Père Herménégilde COYITUNGIYE(Photo d’archives)

Chers frères et sœurs,

Un adage kirundi nous dit : « Umugani ugana akariho »( un conte relate la réalité). Chaque fois que nous sommes à l’écoute de la Parole de Dieu, ça peut nous  arriver de penser qu’elle concerne les personnages bibliques de ce temps là, comme par l’exemple l’histoire de Jacob dans la première lecture de ce jour. Mais, la lutte de Jacob, c’est bel et bien ma lutte comme ta lutte de chaque jour.

En effet, ce Jacob dont il est question dans cette lecture avait usurpé la bénédiction à son frère Essau par ruse, cela parce que leur père était devenu trop vieux et aveugle ne pouvant plus les distinguer. Nous pouvons comprendre qu’une telle bénédiction obtenue par ruse ne pouvait pas procurer la paix intérieure à celui qui l’avait reçue. C’est là où nous avons entendu que, lorsqu’il s’est heurté à cette personne avec qui il luttait, Jacob a demandé une bénédiction : « Je ne te lâcherai pas que tu ne m’aies béni » (Gn 32,27).
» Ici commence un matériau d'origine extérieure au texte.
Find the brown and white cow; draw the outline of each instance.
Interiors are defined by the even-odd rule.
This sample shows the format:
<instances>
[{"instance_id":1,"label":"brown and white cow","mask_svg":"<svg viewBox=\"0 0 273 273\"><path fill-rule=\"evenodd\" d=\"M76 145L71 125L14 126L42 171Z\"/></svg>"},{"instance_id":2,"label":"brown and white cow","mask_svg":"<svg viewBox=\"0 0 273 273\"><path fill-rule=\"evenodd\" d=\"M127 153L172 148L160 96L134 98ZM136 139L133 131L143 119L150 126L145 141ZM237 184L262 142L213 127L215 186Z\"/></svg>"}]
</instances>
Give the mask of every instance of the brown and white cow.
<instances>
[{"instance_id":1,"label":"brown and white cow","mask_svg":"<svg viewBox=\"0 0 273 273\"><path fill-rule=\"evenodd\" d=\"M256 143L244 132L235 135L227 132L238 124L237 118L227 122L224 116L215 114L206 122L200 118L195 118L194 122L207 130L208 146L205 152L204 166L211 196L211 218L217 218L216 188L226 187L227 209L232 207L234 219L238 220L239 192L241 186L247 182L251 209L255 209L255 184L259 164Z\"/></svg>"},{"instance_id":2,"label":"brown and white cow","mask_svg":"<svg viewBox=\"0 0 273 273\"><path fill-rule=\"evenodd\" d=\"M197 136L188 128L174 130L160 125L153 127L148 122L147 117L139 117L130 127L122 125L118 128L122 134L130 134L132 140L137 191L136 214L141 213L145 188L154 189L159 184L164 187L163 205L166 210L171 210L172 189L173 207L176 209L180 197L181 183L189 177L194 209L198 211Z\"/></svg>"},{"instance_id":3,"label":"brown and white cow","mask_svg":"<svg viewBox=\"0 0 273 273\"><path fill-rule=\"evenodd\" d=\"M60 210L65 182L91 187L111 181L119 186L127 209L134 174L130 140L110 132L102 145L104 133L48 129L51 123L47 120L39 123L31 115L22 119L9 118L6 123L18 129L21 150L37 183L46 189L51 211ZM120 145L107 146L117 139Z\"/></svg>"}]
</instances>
Cette nuit de lutte est un signe de celui qui œuvre dans l’obscurité. Au moment où Jacob souhaitait surprendre son frère, c’est Dieu qui a plutôt surpris Jacob. En fin de compte, c’est Dieu qui reste vainqueur, et Jacob finira par se remettre totalement à Dieu : « J’ai vu Dieu face à face et j’ai eu la vie sauve » (Gn32,31). Dieu a donné un nouveau nom à Jacob qui correspond à cette nouvelle bénédiction ne provenant pas d’une ruse. C’est ainsi que dans son périple, Jacob pouvait rencontrer son frère pour une possible réconciliation. Cette réconciliation sera rendue possible par le Seigneur.

Chacun de nous porte cette image de Jacob. Pensons un moment aux luttes quotidiennes de notre vie. Que se passe-t-il si celui-ci ou celui-là gagne malignement des choses de ce monde ? C’est sûr que son cœur ne reste pas tranquille. Son cœur est habité par une lutte incontournable parce qu’il ne peut pas jouir de tels biens en toute quiétude. Pensons à la lutte causée par le péché, notre lutte dans la prière de chaque jour, peut-être parce que nous ne sommes pas encore dociles au Seigneur. C’est de cette manière là qu’il nous est difficile de voir le visage de Dieu dans nos vies du fait que nous marchons encore dans la nuit de toutes ces choses qui nous sont difficiles à lâcher. Je veux dire, cette nuit qui nous envahit quand nous faisons semblant de ne pas voir où se trouve la vérité pour la dire, étant donnée que nous visons un gain malhonnête. Notre conscience ne peut pas nous laisser tranquille.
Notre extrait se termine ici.